Examples? Quite a few years ago, before a certain Israeli Prime Minister fell into a pit of corruption, Friedman was more or less regularly addressing his columns to “Bibi.” As if Benjamin Netanyahu woke up every morning and looked for Friedman’s column in the Times before he even went to pee. Some time after that, Friedman wrote a book called “The World Is Flat,” (which meant, I think, that people communicate faster these days — which Friedman evidently thoughtwas a huge discovery) and he seemed to use the phrase in every last damn self-promotional column until I wanted to vomit.

Now Friedman’s making pronouncements about cancer that ain’t necessarily so. Specifically? 

The fact that one of our two national parties would stick with a leader who dispatched a mob to ransack the Capitol in hopes of overturning our last election is an acute national problem — a cancer, in fact. And like any cancer, the required treatment is going to be painful for the patient,” he writes. 

Oh yeah, Mister Know-It-All? Well, I happen to have a form of cancer called Leukemia, and the treatment thus far consists of painlessly swallowing two pills a day. I’m not saying that many cancer patients aren’t in pain. I’m just saying that once again, you’ve made a pompous universal declaration that is four-tenths bonafide baloney. Nor would your proposals to “cure” this cancer be particularly “painful” to me. In fact, I’d be delighted by your proposed act that would get rid of the Senate filibuster, grant the District of Columbia and Puerto Rico statehood, and “forbids voter suppression.”

While I find all three prospect pleasurable, not painful, I confess it’s a neat trick if you can do it. But about Wyoming….

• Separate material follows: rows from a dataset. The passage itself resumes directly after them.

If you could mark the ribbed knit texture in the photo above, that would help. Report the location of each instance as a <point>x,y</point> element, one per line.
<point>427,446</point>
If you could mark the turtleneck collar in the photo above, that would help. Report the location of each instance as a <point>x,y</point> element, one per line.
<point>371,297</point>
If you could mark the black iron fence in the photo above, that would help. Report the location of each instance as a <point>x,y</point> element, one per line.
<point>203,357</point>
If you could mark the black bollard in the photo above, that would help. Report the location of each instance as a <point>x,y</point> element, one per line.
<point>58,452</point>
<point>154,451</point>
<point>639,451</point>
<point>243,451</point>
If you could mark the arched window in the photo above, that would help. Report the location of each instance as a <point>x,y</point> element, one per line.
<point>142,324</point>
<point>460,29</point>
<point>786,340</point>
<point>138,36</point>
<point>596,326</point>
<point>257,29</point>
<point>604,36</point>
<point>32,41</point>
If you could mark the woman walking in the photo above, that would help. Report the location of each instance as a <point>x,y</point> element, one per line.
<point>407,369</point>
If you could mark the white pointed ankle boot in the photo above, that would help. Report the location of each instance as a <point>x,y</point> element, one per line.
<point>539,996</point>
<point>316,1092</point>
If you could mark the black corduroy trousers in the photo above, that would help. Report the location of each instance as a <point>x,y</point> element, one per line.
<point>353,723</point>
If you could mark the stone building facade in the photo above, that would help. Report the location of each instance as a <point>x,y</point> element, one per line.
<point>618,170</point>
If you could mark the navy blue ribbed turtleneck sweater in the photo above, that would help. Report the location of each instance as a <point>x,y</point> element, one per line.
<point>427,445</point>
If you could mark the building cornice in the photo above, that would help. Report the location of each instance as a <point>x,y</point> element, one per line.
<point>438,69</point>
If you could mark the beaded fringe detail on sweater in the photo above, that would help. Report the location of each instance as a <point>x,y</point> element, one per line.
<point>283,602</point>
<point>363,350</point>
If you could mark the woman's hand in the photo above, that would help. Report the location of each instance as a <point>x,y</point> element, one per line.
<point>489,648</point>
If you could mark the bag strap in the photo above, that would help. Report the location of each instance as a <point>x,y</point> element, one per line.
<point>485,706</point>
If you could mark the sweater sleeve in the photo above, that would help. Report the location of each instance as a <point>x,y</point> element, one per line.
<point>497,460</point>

Friedman correctly states that D.C. and Puerto Rico each have more U.S. citizens than Wyoming. Sheesh! So does Brooklyn.  So does Queens. Should they each be their own state?

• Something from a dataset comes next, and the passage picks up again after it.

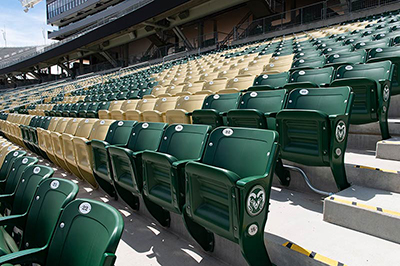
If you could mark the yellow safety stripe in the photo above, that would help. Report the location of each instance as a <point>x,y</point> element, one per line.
<point>377,169</point>
<point>365,206</point>
<point>313,255</point>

I have a better idea. Eliminate Wyoming’s statehood. Now there’s a proposal that’ll cause some real pain. Give part of Wyoming to Colorado, part to Montana, and part to Idaho. That’ll bring the population of those states closer into line with those of California and New York, which also only have two Senators each. Or rewrite the U.S. Constitution. I imagine that would cause some pain, too.

And speaking of Texas…Well, I did mention Texas a bit earlier when I was talking about Wobbly Fracked Earth Climate Change. But also, Texas is the state that refused to have anything to do with the other two major power systems in the United States because Free Enterprise. As for tight Texas government regulation of the utilities…what? You mean socialism?

So you had a bunch of utility companies that didn’t do what it takes to protect the Texas power supply from nature because, hell, nature’s probably some kind of socialism, too. And now most Texans are freezing their butts off, while others are paying dearly to stay warm.

According to the Washington Post, “the temporary train wreck of that [Texas electrical] market Monday and Tuesday has seen the wholesale price of electricity in Houston go from $22 a megawatt-hour to about $9,000.”

Now I’m going to do some back-of-the-envelope figuring here. That about a 409 times increase in prices, wholesale. Let’s assume retail follows suit. So if you typically pay, say, sixty bucks a month to keep your lights, and your heat, and your electric refrigerator, and your phone recharger on in Texas, you’re now going to have to pay over $24,500. Now there’s an electric bill that’s as BIG as Texas!

The good news is, that a heck of a lot of Texans will probably pay a lot less than that because they don’t have any electricity to pay for.


4 comments:

Bill said...

And while they are at it they should merge North Dakota and South Dakota. They need only 2 senators for slightly over 1.5 million.

The New York Crank said...

I like that, Bill. But what to call the merged Dakotas? NorthSouth Dakota? SouthNorth Dakota? The United States of Dakota? Duodakota?

Yours crankily,
The New York Crank

Jason_M said...

Die, Rich

Buttermilk Sky said...

I'm reminded of a 1950s British film called "The Day The Earth Caught Fire." It's knocked out of orbit by simultaneous nuclear tests at the poles. At first the Brits love the unexpectedly warm weather and then they decide they'd rather have water and streets that aren't melting. Look it up.